Along with my kayaking obsession I’ve been getting into fishing San Diego’s bays. I’ve been mostly out looking for spotted bay bass, but I’d eventually like to go out a little further for some of the bigger fish people are catching on kayaks. And I’m going to try my hand at catching local crab and lobster, too.

I left the house really early last weekend. On Saturday Paul and I left about 6:15 to get to Shelter Island early. Then on Sunday I left the house at 5:00 to get to Chula Vista before sunrise.

Sunday morning, with my kayak strapped to the roof of our minivan and my fishing gear in the back, I blurry-eyed drove through the sleeping streets on my neighborhood to the our local gas station. I got some gas and then headed inside for a cup of coffee.

As I doctored up my coffee the clerk came out from the back room to ring me up.

Me: Are you just starting your shift or finishing it?

Clerk: Hopefully I get off in about an hour.

Me: Dude, I feel you. Worked the graveyard for a few years back in college.

Clerk: It’s not too bad. I kind of like it.

Me: Yup, I get it. You trying to get off the graveyard?

Clerk: For like two years, man. But they just haven’t moved me yet.

Me: Thanks for the coffee. Keep working hard, good things will happen.

I got back in my van and started driving towards Chula Vista, thinking about the man pulling a graveyard shift on El Cajon Boulevard. No one likes the graveyard but it’s absolutely necessary.

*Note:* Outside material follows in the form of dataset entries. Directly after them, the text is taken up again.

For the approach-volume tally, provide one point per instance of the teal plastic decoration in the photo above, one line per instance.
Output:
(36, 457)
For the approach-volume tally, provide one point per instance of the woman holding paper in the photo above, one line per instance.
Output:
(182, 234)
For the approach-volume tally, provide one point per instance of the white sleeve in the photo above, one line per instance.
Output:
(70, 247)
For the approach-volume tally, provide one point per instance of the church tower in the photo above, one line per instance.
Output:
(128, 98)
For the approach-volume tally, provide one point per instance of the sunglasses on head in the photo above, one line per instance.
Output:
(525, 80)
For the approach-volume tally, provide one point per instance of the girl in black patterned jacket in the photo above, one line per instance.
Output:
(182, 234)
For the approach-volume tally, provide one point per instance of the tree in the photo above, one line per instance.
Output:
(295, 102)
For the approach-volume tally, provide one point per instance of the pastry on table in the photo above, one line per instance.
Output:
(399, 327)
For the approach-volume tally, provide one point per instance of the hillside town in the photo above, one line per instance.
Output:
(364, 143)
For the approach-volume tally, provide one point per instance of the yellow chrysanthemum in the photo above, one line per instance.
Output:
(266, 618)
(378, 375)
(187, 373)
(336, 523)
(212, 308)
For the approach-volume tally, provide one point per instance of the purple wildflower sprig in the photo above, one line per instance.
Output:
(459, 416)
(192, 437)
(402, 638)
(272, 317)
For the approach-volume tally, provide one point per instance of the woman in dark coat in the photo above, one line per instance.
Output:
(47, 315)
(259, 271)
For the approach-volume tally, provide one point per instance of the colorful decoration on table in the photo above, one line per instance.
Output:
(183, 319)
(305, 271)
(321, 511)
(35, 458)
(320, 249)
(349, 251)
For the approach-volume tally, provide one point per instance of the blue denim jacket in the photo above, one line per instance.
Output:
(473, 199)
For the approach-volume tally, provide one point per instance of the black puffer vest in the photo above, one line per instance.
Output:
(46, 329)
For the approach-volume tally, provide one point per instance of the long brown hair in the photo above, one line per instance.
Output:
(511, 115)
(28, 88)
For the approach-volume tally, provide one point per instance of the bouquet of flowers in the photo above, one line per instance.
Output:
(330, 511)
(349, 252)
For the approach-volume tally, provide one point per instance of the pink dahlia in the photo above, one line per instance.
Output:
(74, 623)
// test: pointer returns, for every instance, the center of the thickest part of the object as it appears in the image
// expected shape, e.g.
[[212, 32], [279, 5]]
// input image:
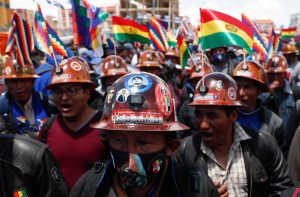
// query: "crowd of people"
[[136, 123]]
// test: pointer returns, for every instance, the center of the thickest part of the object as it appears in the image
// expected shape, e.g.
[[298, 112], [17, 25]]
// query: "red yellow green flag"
[[288, 33], [183, 50], [129, 30], [219, 29]]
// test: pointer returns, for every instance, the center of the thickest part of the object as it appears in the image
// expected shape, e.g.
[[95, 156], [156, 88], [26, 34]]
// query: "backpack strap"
[[46, 126]]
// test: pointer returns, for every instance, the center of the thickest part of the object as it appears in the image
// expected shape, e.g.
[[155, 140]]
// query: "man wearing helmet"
[[289, 51], [252, 81], [75, 145], [140, 136], [28, 168], [23, 110], [241, 161], [281, 97]]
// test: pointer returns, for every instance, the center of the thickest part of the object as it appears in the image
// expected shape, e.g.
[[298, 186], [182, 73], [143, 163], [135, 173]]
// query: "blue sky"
[[277, 10]]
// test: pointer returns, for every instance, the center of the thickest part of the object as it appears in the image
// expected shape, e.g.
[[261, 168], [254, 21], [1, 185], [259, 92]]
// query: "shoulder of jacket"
[[23, 152]]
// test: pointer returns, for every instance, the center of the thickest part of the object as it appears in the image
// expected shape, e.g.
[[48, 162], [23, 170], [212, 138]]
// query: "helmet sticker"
[[142, 117], [76, 66], [231, 93], [206, 97], [63, 62], [109, 102], [164, 100], [122, 95], [7, 70], [138, 83], [60, 78], [21, 192], [244, 73], [219, 85]]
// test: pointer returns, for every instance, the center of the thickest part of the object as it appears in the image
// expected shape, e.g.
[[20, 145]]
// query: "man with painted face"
[[140, 134], [219, 60]]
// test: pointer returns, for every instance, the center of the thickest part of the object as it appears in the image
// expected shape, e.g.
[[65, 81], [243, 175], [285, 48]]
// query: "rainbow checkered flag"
[[20, 40], [258, 43], [97, 16], [46, 38], [158, 34]]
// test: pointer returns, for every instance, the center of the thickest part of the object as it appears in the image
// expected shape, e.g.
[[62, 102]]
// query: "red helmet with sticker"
[[200, 70], [277, 64], [149, 58], [71, 70], [288, 48], [139, 102], [112, 67], [172, 51], [12, 70], [251, 70], [197, 57], [216, 89]]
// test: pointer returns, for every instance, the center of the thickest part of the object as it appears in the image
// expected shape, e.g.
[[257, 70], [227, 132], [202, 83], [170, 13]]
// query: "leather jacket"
[[266, 169], [28, 166], [180, 180], [273, 125]]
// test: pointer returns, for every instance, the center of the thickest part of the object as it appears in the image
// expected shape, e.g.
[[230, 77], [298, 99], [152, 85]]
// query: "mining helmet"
[[139, 102], [251, 70], [277, 64], [11, 70], [71, 70], [218, 89]]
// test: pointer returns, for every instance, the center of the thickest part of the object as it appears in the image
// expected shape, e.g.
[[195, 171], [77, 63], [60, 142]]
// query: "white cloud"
[[276, 10]]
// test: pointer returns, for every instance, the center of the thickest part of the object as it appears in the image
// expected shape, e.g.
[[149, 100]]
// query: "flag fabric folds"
[[219, 29], [171, 40], [288, 33], [46, 38], [97, 16], [81, 24], [158, 34], [183, 50], [20, 40], [129, 30], [258, 43], [199, 34]]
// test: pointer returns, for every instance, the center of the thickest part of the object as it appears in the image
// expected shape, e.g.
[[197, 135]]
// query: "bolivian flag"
[[288, 33], [183, 50], [219, 29], [129, 30], [171, 40]]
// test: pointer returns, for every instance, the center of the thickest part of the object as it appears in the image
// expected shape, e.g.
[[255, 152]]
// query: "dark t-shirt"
[[76, 151]]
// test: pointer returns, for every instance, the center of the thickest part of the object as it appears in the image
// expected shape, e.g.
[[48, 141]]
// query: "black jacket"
[[266, 169], [272, 124], [7, 122], [28, 165], [180, 181]]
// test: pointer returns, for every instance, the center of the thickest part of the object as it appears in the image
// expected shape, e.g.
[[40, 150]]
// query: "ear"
[[175, 143]]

People who work the graveyard always hold out hope that they’ll get moved to the daylight. But the simple truth is that as a manager, when you find someone who is willing and will do a good job, you never want to move that person. It’s a rare breed. So for that guy, working a dead end job stuck in a dead end shift on a street known for it’s near constant stream of johns looking for prostitutes… he’s going to have to quit to do better. He knows it. Everyone who works the graveyard knows that you can do the graveyard forever.

Remember the Graveyard

Have you ever worked the graveyard?

I worked the graveyard from 1997 to 1999, 10 PM until 6 AM. Then from 1999 to 2002 I worked from 4:00 AM until noon. The last year of it I was joined by a fellow youth ministry friend, Jon Potes, as we were both working on our undergrad at Moody.

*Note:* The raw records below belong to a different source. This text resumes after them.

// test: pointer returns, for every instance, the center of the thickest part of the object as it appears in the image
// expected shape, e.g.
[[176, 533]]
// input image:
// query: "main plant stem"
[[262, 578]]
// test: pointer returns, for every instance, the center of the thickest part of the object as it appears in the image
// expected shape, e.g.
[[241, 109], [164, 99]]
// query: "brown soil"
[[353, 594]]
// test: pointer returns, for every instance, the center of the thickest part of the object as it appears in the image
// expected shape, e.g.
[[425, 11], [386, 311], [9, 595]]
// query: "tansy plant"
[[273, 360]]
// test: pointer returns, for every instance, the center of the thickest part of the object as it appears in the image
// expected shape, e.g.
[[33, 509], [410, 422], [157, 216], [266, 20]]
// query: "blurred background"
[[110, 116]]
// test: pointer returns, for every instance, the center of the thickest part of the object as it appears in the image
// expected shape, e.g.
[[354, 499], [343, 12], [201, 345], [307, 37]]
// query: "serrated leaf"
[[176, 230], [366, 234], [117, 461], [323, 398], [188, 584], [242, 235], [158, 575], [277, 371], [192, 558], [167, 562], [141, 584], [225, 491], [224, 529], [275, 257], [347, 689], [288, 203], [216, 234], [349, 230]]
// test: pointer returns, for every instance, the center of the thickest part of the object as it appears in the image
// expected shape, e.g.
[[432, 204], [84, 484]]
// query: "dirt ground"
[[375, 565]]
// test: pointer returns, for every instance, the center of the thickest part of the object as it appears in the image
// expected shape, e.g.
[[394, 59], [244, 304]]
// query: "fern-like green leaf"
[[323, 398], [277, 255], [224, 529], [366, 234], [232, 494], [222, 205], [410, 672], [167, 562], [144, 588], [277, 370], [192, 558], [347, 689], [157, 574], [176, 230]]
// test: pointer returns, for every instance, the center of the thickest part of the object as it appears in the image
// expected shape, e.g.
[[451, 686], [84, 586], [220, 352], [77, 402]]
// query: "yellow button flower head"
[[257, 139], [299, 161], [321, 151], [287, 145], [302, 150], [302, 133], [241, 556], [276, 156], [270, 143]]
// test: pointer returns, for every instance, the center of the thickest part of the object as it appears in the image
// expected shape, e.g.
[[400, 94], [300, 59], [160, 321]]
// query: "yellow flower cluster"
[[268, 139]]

Here’s the thing about the graveyard: No one likes it. But you learn to like it. It’s a place of independence. It’s a place of getting stuff done. And it’s normally a place without bosses. (Technically, I was the boss. But I worked hard to pull my weight and not just be “the boss.”)

In every town, big or small, there’s an all-night population that does a lot of the grunt work that you or I rarely see. These are people who work all night at gas stations, convenience stores, factories, security, hospitals, utilities, public works, delivery, and a whole lot more… and their existence is nearly invisible to people who have never worked the graveyard.

People who work the graveyard have a camaraderie. No matter your role, you also identify with other people on the graveyard.

  • You don’t talk about being tired.
  • You try to keep busy.
  • You take a lunch break and call it lunch, even if it’s at 3:00 AM.
  • Some people sleep when they get home, others the afternoon.
  • You need the radio or something that keeps you engaged.
  • You learn to dread days off because it messes up your sleep schedule.
  • You learn to love the independence, the lack of supervision, the lack of distraction.
  • You learn to take advantage of the shift. I used it to complete college, taking classes when I got off work. I also played a lot of golf in the summer, I could be at any course in Chicago by 1:00 PM most days.

The Blue Collar Shift

Even if you’re a doctor delivering babies every night, the graveyard is a blue collar shift. You get to know your city in a completely different way. I knew cops, restaurant workers, grocery store stockers, cab drivers, dudes who worked at places I’d never go into… all kinds of people from working the graveyard.

Remember these people. Without them, your city would be a much less hospitable place.


Posted

in

by

Tags:

Comments

2 responses to “Remember the Graveyard”

  1. Kurt J. Avatar
    Kurt J.

    I worked at a grocery store stocking shelves from midnight-8:00 am for a semester in college. I negotiated with my manager to let me off at 7:45 because I had a class at 8:00. One day, I got berated by the professor in front of everybody for dozing off during the lecture…..I avoided the temptation to go on a rant about working my way through college any way I could while the majority of my class mates cruised through on mom and dad’s dime. But…25 years later you gave me the excuse to go on the rant! Wow, that feels good.

    1. Adam McLane Avatar

      happy to offer that opportunity, kurt!